West Kalimantan, which borders Malaysia, will describe their success in coping with human trafficking between the two countries.

Indonesia is a founding member of the human rights council.

Beside discussing the global protection of human rights, the meeting will also try to propose solutions to the Israel-Palestine conflict.

Diana said that at the last council meeting other council members had expressed appreciation for progresses made by Indonesia in improving its human rights record.

She said that Indonesia would be open to cooperating on human rights issues, including with countries having poor human rights records.

Meanwhile, Bayu Setiawan, from the Defense Ministry Law Bureau, said that the level of understanding of human rights issues by students graduating from the military academy now matches the understanding of civilian university students.

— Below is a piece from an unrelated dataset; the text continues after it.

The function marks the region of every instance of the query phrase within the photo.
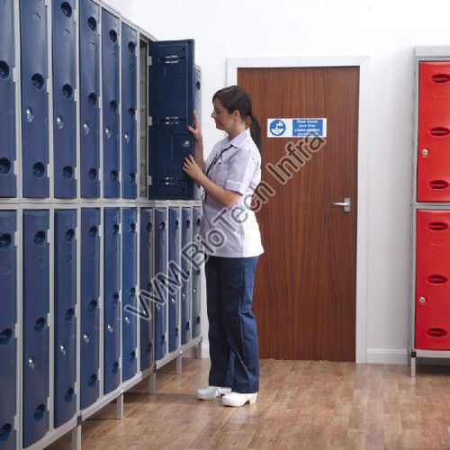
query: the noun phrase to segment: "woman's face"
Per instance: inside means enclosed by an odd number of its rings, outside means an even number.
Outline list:
[[[216,122],[216,128],[218,130],[223,130],[227,132],[230,130],[233,130],[236,124],[235,115],[230,114],[217,98],[214,100],[212,104],[213,108],[211,117],[214,119]]]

Research by international humanitarian consultants and the FRR law office in 2000 showed that the level of understanding on human rights by students graduating form the military academy was higher than that of students graduating from the civilian University of Trisakti and Surakarta State University (UNS).

The Defense Ministry added a human rights subject to the curriculum of the military academy at the beginning of the reform era in 1999, Bayu said.

"We provide lectures on human rights for all military staff because it is important when making a decision," he said.

Director for Human Rights and Humanitarian affairs Wiwiek Setyawati Firman said that several countries had learned ways to improve human rights from Indonesia.

"Indonesia received support from 165 countries to become a member of the UN Human Rights Council in 2007. When we applied for membership for the second term, the supports increased to 182 nations."